In recent years, wildfires, floods, and other extreme weather events have not only caused billions of dollars’ worth of damage to property and infrastructure, but also resulted in massive losses for insurance companies. In addition, they have significantly bumped up insurance premiums in many vulnerable areas. As real estate owners and investors look for strategies to understand and prepare for climate-change-related risks, insurers are studying ways to encourage policyholders to implement resilience measures to reduce risk. The solutions are complex and involve cooperation at both the public and private level.

ULI has partnered with the global real estate investment management firm Heitman, to research the relationships between climate risk and real estate. Two resulting reports, Climate Risk and Real Estate Investment Decision-Making and Climate Risk and Real Estate: Emerging Practices for Market Assessment, discuss ways that real estate investors are incorporating climate risks in their investment decision-making processes at the asset level and the market level, respectively.

“Investors want to know if the current level of investment in resilient infrastructure and current strategies within a building offer enough protection from climate risk,” says Lindsay Brugger, ULI vice president of urban resilience. “And they want to know, what is the ability of those structures to perform under future climate-change scenarios? That anticipated level of performance may forecast future insurance premiums.”

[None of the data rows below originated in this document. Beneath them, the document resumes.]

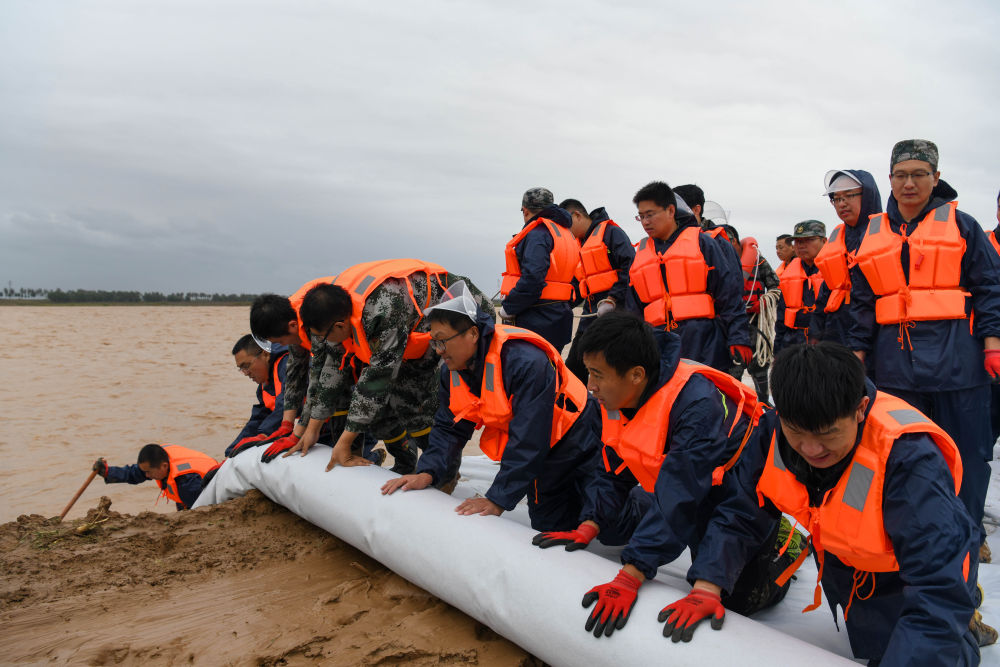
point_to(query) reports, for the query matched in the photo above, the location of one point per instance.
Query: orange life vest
(849, 522)
(833, 262)
(492, 407)
(361, 279)
(296, 301)
(993, 241)
(563, 260)
(793, 285)
(685, 294)
(933, 291)
(269, 398)
(594, 273)
(753, 285)
(641, 441)
(183, 461)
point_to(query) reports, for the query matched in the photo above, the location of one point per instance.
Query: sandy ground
(242, 583)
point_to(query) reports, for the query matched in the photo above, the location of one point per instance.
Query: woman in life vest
(874, 481)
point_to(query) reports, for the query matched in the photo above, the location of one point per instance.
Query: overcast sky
(241, 146)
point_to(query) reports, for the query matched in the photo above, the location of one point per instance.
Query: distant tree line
(123, 296)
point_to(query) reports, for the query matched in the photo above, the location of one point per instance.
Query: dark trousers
(964, 414)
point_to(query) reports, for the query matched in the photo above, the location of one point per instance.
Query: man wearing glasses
(855, 198)
(538, 420)
(267, 369)
(684, 281)
(925, 267)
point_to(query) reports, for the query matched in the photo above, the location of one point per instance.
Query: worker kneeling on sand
(177, 470)
(537, 418)
(875, 483)
(672, 428)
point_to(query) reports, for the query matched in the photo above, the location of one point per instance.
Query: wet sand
(241, 583)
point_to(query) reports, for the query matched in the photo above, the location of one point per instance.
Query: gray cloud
(251, 146)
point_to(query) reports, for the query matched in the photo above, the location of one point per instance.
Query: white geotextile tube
(488, 568)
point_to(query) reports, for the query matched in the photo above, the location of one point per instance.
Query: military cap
(914, 149)
(536, 199)
(808, 229)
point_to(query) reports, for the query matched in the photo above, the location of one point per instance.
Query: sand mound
(246, 582)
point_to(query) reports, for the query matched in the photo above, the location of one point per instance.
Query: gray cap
(536, 199)
(914, 149)
(808, 229)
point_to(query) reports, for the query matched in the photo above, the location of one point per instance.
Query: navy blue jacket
(530, 381)
(945, 356)
(263, 419)
(552, 320)
(684, 497)
(917, 616)
(621, 252)
(834, 326)
(188, 485)
(708, 340)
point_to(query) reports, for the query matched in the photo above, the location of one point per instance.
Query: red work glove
(683, 616)
(278, 446)
(573, 539)
(614, 604)
(992, 363)
(741, 354)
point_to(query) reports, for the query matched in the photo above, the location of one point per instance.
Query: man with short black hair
(672, 428)
(685, 281)
(602, 275)
(178, 471)
(538, 421)
(267, 370)
(540, 263)
(926, 306)
(877, 481)
(373, 313)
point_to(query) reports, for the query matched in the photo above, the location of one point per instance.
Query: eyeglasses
(903, 177)
(843, 199)
(648, 215)
(437, 344)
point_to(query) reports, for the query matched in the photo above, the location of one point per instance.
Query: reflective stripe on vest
(684, 295)
(641, 442)
(492, 408)
(183, 461)
(849, 521)
(362, 279)
(563, 260)
(594, 273)
(269, 399)
(933, 290)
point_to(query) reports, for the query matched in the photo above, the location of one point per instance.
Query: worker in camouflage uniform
(371, 357)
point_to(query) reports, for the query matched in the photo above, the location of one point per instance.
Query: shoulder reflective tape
(908, 416)
(363, 285)
(488, 376)
(857, 486)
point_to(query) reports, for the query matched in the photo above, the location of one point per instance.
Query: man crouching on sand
(539, 421)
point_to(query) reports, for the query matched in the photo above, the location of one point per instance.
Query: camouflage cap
(914, 149)
(536, 199)
(808, 229)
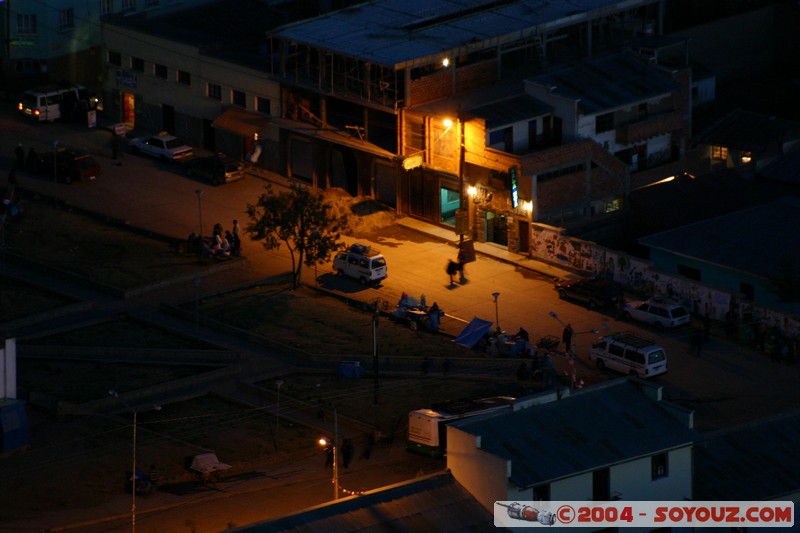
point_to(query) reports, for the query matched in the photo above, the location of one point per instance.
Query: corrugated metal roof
(746, 130)
(434, 503)
(591, 429)
(740, 240)
(608, 82)
(751, 463)
(394, 32)
(511, 110)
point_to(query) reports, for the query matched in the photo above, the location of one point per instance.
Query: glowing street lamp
(326, 442)
(496, 312)
(133, 471)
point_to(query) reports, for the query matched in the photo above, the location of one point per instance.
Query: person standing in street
(566, 338)
(19, 151)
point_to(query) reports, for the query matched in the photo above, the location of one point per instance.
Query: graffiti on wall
(550, 245)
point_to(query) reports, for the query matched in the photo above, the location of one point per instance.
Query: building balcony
(652, 126)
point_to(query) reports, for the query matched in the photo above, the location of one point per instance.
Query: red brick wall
(476, 75)
(429, 88)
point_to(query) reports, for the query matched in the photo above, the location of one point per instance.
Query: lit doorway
(496, 228)
(128, 110)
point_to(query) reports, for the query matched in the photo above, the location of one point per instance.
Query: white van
(52, 102)
(361, 263)
(629, 354)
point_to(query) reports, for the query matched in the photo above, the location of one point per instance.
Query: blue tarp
(471, 334)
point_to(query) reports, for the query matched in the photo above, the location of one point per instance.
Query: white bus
(427, 428)
(53, 102)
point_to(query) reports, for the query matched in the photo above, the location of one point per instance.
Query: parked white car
(361, 263)
(657, 312)
(163, 146)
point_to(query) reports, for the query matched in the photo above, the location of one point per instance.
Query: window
(137, 63)
(66, 19)
(114, 58)
(601, 485)
(604, 123)
(690, 272)
(747, 290)
(106, 7)
(26, 23)
(239, 99)
(263, 105)
(541, 492)
(214, 91)
(659, 466)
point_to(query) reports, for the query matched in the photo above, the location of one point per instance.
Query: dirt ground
(79, 462)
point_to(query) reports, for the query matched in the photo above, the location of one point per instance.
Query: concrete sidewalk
(448, 235)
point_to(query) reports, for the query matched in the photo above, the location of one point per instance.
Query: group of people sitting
(222, 243)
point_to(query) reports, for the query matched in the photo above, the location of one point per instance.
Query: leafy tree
(301, 219)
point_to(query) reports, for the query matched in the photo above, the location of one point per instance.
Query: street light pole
(496, 312)
(199, 193)
(133, 466)
(55, 171)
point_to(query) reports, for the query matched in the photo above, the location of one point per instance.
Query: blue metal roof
(591, 429)
(511, 110)
(740, 240)
(754, 462)
(396, 32)
(608, 82)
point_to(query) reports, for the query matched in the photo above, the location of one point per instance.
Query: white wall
(633, 480)
(483, 475)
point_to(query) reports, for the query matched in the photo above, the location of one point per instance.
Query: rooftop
(726, 467)
(739, 240)
(575, 434)
(404, 33)
(749, 131)
(607, 82)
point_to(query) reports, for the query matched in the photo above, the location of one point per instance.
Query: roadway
(727, 385)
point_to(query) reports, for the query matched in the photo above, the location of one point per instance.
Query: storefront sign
(514, 187)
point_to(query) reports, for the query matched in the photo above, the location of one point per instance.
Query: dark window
(114, 58)
(541, 492)
(659, 466)
(160, 71)
(263, 105)
(601, 485)
(66, 18)
(747, 290)
(604, 123)
(26, 23)
(137, 63)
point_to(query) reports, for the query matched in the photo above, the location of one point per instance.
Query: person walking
(237, 243)
(566, 338)
(19, 151)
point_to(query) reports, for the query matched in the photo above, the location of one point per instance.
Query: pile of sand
(364, 214)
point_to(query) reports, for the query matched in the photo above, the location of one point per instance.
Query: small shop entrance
(496, 226)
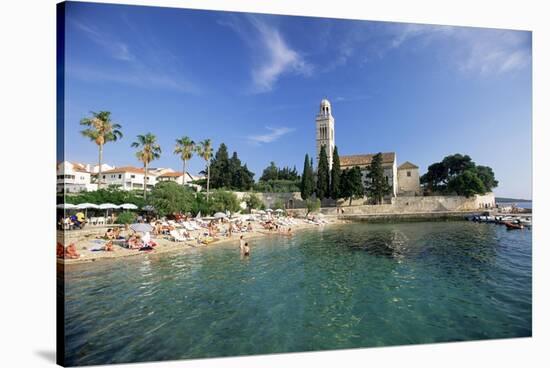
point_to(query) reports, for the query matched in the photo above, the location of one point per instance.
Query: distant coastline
(511, 200)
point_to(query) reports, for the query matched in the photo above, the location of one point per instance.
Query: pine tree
(335, 175)
(376, 184)
(352, 184)
(323, 175)
(220, 175)
(306, 187)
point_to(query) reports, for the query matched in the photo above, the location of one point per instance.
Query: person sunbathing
(60, 250)
(109, 246)
(70, 252)
(116, 233)
(246, 249)
(109, 234)
(135, 241)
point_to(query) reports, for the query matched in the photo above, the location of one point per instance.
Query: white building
(324, 122)
(389, 164)
(73, 177)
(128, 178)
(408, 179)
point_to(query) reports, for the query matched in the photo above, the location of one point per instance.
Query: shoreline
(88, 239)
(165, 245)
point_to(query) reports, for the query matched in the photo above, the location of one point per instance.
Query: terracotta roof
(364, 160)
(123, 169)
(174, 174)
(407, 165)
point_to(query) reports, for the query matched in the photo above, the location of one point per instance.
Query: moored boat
(512, 226)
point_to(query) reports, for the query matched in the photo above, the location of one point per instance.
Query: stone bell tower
(325, 132)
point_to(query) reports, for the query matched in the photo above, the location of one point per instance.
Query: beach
(87, 239)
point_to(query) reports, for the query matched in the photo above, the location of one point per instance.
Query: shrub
(252, 201)
(169, 197)
(221, 201)
(313, 205)
(126, 217)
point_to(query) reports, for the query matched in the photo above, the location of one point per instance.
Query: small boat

Insurers are increasing their premiums or pulling coverage from geographic areas that are particularly vulnerable to extreme weather events, increasing reliance on public insurance options, says Natalie Ambrosio Preudhomme, associate director at Moody’s Analytics CRE. State and federal backed insurance programs provide policies to many high-risk regions, often at a lower price than private insurers can offer. “This shifts the risk to the government and to taxpayers,” she adds. “Should taxpayers be funding the insurance of people or developers who decide to build in high-risk areas? There are a lot of conversations going on in the industry about this, and there are significant implications for long-term development and the viability of communities.”

Higher insurance premiums in areas subject to extreme weather can lower property values, Ambrosio Preudhomme notes, with a cascading effect: “Reduced property values can decrease mortgage values, and greater financial strain from premiums or disaster damage can increase risk of defaults on mortgages, which further threatens the market. Everyone counts on insurance as a financial safeguard, thinking ‘I have insurance, so I’m fine.’ But one lender I talked to mentioned that his company hardly considers insurance as a risk mitigant anymore. They’re trying to work resilience measures into the loan terms instead.”

All of these factors underline how important it is for the real estate industry to prepare for climate hazards, she adds. A study undertaken by the Federal Emergency Management Agency estimated that properties conforming to the International Codes, which include hazard-resistant design measures, avoided average annualized losses of $1.6 billion for post-2000 construction nationwide.

A developer or property owner may not be willing to invest in resilience strategies if they believe that a hazard event won’t occur during their holding period, Brugger notes, but “developers might be more willing to invest in resilience strategies if they know that they can keep their premiums at a certain rate by doing so, or they maintain availability of insurance, or at least avoid substantial spikes in premiums.” At least one insurer, FM Global, is providing a five percent reduction in its annual premium to encourage policyholders to implement resilience strategies.

More and more real estate investors are factoring climate risks into their decision-making process, she adds. “That said, the insurance industry and the real estate industry need to work together to shift from awareness to action and move the market.”